I have an equation that creates an ellipse in the general form x^2/a^2 + y^2/b^2 = 1. I wish to produce an array whereby all points inside the ellipse are set to one and all points outside are a zero. This array is then to be convolved with another.

So far I have tried to create an empty array of the size I want the go through all x,y positions calculating x^2/a^2 + y^2/b^2 = 1. If the general form is less than one enter a one into the array, otherwise continue to the next x,y position.

Here is my code:

    arr = numpy.array(im) 
    sh = numpy.shape(arr)
    ar = numpy.empty(sh)

    for x in range (sh[0]):
        xx = x*x
        for y in range (sh[1]):
            yy = y*y
            ellips = xx/(a*a)+yy/(b*b)
            if ellips < 1:
                ar[xx,yy] = '1'
            else:
                break

However, this doesn't produce what I expect as my ellipse is always centered at (0,0) thus I expect the ones to be in the center of my array but they appear in the top left corner.

Does anyone have insight as to where I have gone wrong? Or perhaps a better way to produce my array?

---Edit---

Having tried EOL's answer I receive an ellipse array however it doesn't match the ellipse it should model. Here is a picture to illustrate what I mean: https://i.sstatic.net/aVx4I.jpg The ellipse array doesn't have the rotation of the ellipse. The code to produce the ellipse and ellipse array is as follows:

    def Ellipssee(z,stigx,stigy):
        points=100 #Number of points to construct the ellipse
        x0,y0 = 0,0 #Beam is always centred
        z0 = 4 # z0 a constant of the device
        al = 2 # alpha a constant of the device
        de = sqrt((stigx**2 + stigy**2))
        ang = arctan2(stigy, stigx) # result in radians
        a = (z+de-z0)*al
        b = (z-de-z0)*al 
        cos_a,sin_a=cos(ang),sin(ang)
        the=linspace(0,2*pi,points)
        X=a*cos(the)*cos_a-sin_a*b*sin(the)+x0
        Y=a*cos(the)*sin_a+cos_a*b*sin(the)+y0

        img = Image.open("bug.png").convert("L") # load image for array size
        arr = np.array(img) 
        sh = np.shape(arr)

        nx = sh[0]   # number of pixels in x-dir
        ny = sh[1]   # number of pixels in y-dir

        x0 = 0;  # x center, half width                                       
        y0 = 0;  # y center, half height                                      
        x = np.linspace(-60, 60, nx)  # x values of interest
        y = np.linspace(-30, 30, ny)  # y values of interest
        ellipseArr = ((x-x0)/a)**2 + ((y[:,None]-y0)/b)**2 <= 1

I have been calling the method with the values Ellipse(1,6,8).

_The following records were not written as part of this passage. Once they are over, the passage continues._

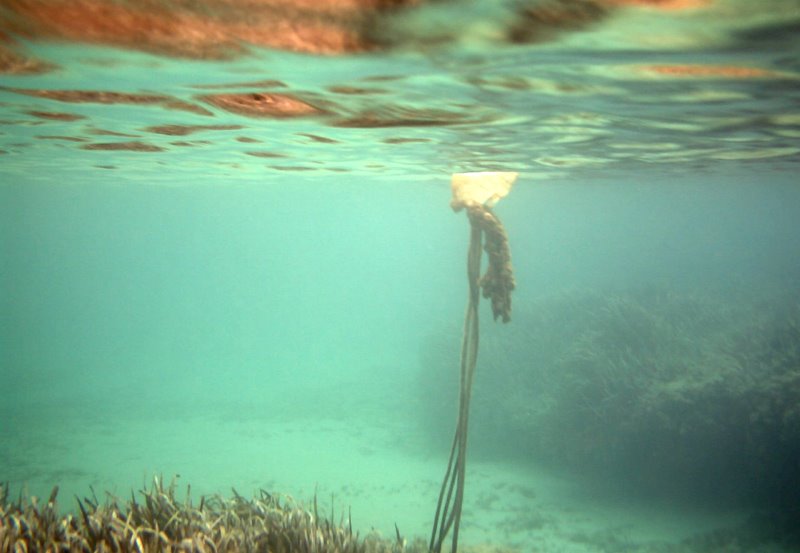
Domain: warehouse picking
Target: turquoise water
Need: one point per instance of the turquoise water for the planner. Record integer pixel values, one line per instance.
(277, 302)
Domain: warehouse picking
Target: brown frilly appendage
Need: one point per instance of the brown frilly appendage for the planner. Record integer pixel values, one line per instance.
(498, 281)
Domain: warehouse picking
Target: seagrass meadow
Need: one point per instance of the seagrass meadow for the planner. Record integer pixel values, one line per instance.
(400, 276)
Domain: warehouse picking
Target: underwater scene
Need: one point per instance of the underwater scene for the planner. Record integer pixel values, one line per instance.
(512, 276)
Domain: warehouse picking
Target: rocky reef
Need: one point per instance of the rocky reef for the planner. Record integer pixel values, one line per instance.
(665, 392)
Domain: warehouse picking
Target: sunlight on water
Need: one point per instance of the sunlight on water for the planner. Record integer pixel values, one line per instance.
(227, 255)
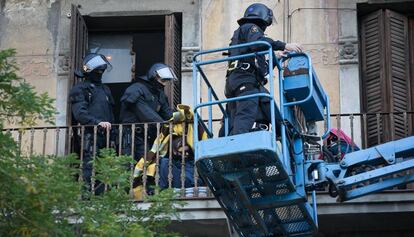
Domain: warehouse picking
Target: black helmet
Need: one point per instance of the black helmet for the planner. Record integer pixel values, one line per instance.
(93, 62)
(257, 12)
(159, 71)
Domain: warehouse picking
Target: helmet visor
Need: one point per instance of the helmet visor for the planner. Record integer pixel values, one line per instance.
(166, 74)
(96, 62)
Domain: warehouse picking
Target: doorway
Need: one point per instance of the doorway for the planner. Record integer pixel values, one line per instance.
(132, 44)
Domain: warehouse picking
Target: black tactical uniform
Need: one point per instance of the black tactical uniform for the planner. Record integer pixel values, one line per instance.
(247, 75)
(92, 104)
(145, 102)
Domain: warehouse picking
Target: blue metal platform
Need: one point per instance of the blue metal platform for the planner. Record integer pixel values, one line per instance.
(250, 182)
(262, 181)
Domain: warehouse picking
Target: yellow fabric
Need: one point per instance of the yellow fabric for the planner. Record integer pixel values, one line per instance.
(161, 143)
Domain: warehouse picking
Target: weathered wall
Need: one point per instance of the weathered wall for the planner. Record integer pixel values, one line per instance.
(40, 29)
(31, 28)
(316, 30)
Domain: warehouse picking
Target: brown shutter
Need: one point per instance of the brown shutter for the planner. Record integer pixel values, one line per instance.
(385, 75)
(78, 46)
(373, 73)
(173, 56)
(397, 63)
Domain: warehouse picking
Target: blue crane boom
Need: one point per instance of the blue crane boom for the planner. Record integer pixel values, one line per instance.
(263, 179)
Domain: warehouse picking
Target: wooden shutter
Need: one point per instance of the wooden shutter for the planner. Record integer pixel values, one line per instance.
(78, 47)
(385, 75)
(397, 63)
(373, 73)
(173, 56)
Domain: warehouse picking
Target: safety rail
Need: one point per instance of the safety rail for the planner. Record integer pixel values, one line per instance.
(59, 140)
(197, 70)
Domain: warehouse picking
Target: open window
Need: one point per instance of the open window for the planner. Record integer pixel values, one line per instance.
(132, 43)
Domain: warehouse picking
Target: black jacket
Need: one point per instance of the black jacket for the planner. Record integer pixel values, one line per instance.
(246, 33)
(91, 103)
(143, 102)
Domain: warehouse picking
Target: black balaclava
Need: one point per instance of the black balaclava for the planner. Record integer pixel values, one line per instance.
(95, 77)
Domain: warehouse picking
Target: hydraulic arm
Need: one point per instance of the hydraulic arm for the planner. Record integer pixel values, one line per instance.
(265, 180)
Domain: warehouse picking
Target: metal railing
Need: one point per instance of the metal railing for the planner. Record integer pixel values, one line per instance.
(64, 140)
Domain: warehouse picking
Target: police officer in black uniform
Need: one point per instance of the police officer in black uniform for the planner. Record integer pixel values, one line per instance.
(247, 76)
(145, 102)
(92, 104)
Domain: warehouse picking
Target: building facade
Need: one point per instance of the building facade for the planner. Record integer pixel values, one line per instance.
(362, 51)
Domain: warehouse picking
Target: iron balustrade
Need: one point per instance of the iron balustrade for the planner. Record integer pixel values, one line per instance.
(60, 140)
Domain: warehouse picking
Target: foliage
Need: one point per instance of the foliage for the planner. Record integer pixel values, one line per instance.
(40, 196)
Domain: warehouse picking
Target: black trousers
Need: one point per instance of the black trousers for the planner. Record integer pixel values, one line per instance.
(87, 159)
(139, 141)
(243, 113)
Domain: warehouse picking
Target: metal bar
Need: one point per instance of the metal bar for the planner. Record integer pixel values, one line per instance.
(274, 201)
(351, 118)
(32, 131)
(338, 135)
(392, 125)
(226, 127)
(19, 142)
(107, 135)
(328, 120)
(364, 118)
(232, 58)
(378, 129)
(272, 97)
(264, 43)
(285, 150)
(81, 153)
(133, 157)
(210, 111)
(375, 174)
(120, 139)
(310, 82)
(183, 137)
(245, 97)
(70, 134)
(170, 175)
(384, 184)
(195, 102)
(57, 141)
(405, 124)
(44, 141)
(203, 75)
(394, 149)
(157, 159)
(144, 175)
(95, 130)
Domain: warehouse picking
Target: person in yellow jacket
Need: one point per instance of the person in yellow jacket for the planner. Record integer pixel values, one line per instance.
(182, 122)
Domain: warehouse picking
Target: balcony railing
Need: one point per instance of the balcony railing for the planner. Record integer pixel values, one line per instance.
(63, 140)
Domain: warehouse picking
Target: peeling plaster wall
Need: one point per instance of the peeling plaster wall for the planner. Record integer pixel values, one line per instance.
(31, 28)
(40, 31)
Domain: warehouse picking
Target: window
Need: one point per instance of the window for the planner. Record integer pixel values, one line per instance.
(385, 74)
(133, 42)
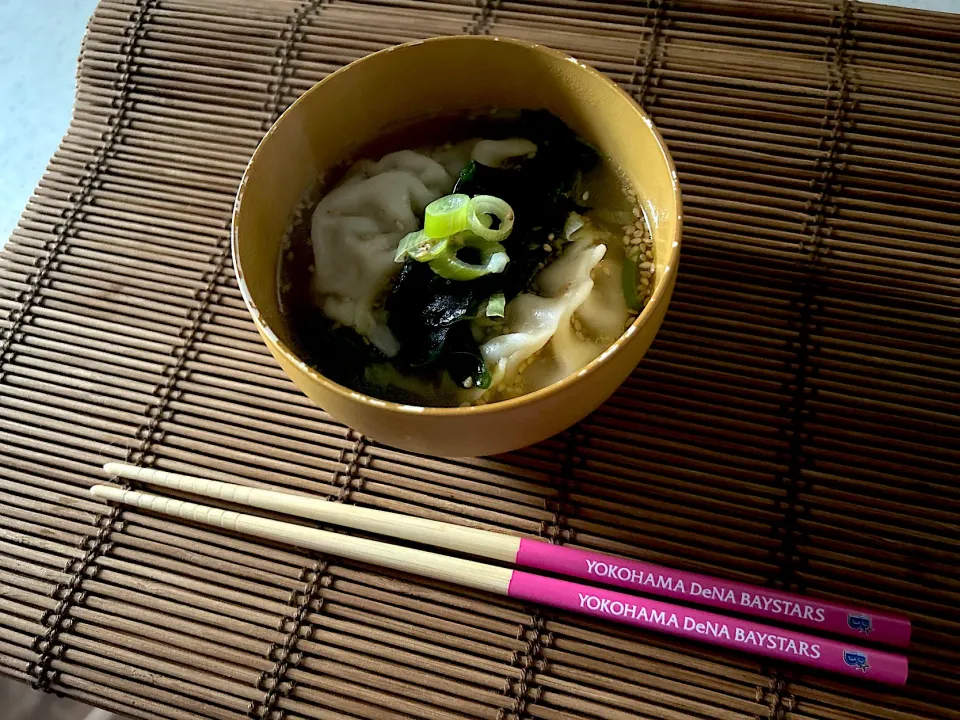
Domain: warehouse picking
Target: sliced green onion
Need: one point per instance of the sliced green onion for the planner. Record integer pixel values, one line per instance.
(496, 305)
(486, 205)
(446, 216)
(574, 222)
(629, 283)
(418, 246)
(493, 259)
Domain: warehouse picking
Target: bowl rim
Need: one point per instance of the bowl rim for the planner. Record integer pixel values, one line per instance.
(593, 366)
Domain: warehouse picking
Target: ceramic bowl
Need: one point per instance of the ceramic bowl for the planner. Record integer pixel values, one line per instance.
(343, 113)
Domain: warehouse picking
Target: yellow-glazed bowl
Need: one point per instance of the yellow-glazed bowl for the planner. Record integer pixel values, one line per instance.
(336, 118)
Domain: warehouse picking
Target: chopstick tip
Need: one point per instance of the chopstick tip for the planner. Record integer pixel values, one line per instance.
(106, 492)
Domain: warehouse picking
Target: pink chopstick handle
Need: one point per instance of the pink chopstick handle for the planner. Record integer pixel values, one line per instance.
(774, 605)
(787, 645)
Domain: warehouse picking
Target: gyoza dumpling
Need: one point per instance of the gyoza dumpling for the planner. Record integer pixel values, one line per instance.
(355, 231)
(543, 324)
(604, 313)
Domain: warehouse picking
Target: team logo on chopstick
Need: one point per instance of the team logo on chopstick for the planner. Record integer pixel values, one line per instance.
(861, 623)
(856, 659)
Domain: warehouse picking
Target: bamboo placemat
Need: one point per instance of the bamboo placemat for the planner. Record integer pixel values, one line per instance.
(795, 424)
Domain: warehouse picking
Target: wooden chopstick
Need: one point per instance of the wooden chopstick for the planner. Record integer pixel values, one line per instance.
(787, 645)
(772, 605)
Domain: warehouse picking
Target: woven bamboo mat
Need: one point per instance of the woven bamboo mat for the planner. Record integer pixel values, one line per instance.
(795, 424)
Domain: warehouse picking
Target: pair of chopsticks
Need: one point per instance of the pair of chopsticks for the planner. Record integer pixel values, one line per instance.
(730, 632)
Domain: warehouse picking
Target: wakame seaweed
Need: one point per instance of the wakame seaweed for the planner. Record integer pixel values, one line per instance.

Why is the rotation being lost in the array creation?

Answer 1

NumPy can do this directly, with no Python loop:

>>> import numpy as np
>>> from matplotlib import pyplot

>>> x0 = 4; a = 5  # x center, half width                                       
>>> y0 = 2; b = 3  # y center, half height                                      
>>> x = np.linspace(-10, 10, 100)  # x values of interest
>>> y = np.linspace(-5, 5, 100)[:,None]  # y values of interest, as a "column" array
>>> ellipse = ((x-x0)/a)**2 + ((y-y0)/b)**2 <= 1  # True for points inside the ellipse

>>> pyplot.imshow(ellipse, extent=(x[0], x[-1], y[0], y[-1]), origin="lower")  # Plot

A few key points of this technique are:

• The squares (in x and y) are calculated only once (and not for each point individually). This is better than using numpy.meshgrid().

• Thanks to NumPy's broadcasting rules, the contributions of x and y are summed together in a simple way (y[:,None] essentially makes y a column vector of y value, while x remain a row vector). There is also no need for larger 2D intermediate array, as would be needed with numpy.meshgrid().

• NumPy can do the "is in ellipse?" test directly (that's the <= 1 part), with no Python loop.

Now, if you can live with integer coordinates only, x and y can simply be obtained with np.arange() instead of the more "refined" np.linspace().

While ellipse is an array of booleans (in/out of the ellipse), False is treated like 0 and True like 1 in calculations (for instance ellipse*10 produces an array of 0 and 10 values), so you can use it in your NumPy calculations.